INCREASING BUILDING COMFORT AND VALUE

1. MORE SPACE BY EXTENDING THE BALCONIES

When balcony structures are renewed in connection with a facade or balcony renovation, it pays to consider extending the balconies, which is feasible in most buildings. The additional cost of making the balconies 20–50 centimetres wider is minimal. Extra space and modern glazing systems create a cosy extension to the living room.

2. FACADE IS AN INDICATOR OF VALUE

Residents and passers-by form their first impression of a building by looking at its facade. How about changing the building’s colour and giving the surface a new look with wood or stone materials? A beautiful facade, good connections, proper lighting and a well-maintained yard all have a significant impact on the value of the building and the area.

3. RENOVATION IS REFLECTED IN HEATING COSTS

In connection with a facade renovation, it is natural and economically sensible to make the building more energy efficient. Draughty old windows and poor thermal insulation are energy guzzlers. Replacing them with modern solutions will significantly reduce heating bills, meaning that the facade renovation will immediately begin paying for itself.

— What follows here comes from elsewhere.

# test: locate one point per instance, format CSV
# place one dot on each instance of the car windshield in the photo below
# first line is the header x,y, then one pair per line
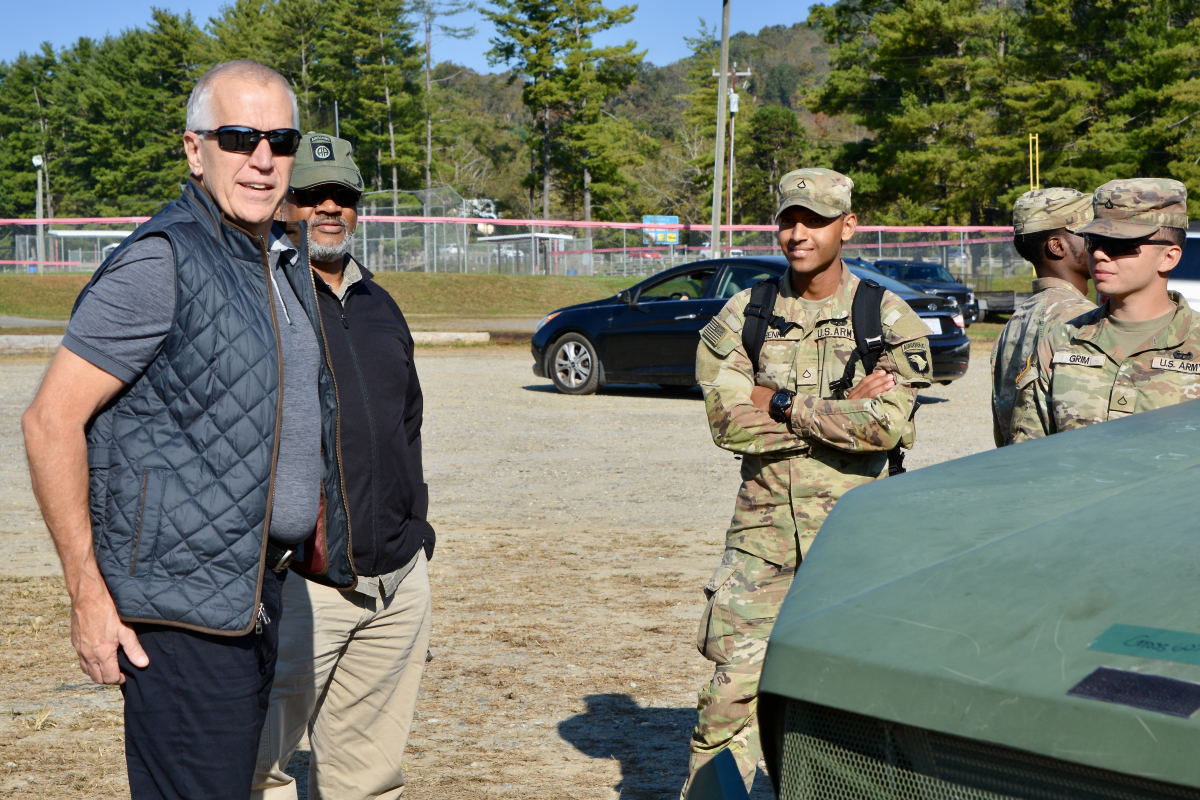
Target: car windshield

4. INDOOR AIR QUALITY ALSO DEPENDS ON THE FACADE

Typical ventilation systems in flats only remove air, meaning that make-up air flows in through windows, letterboxes or – in the worst case – the structures of the building. This could cause mould problems. In a facade renovation, fresh air vents can be added to windows or walls, enabling an increased and controlled intake of fresh air. Make-up air can also be preheated before it enters a room, reducing the feeling of draught.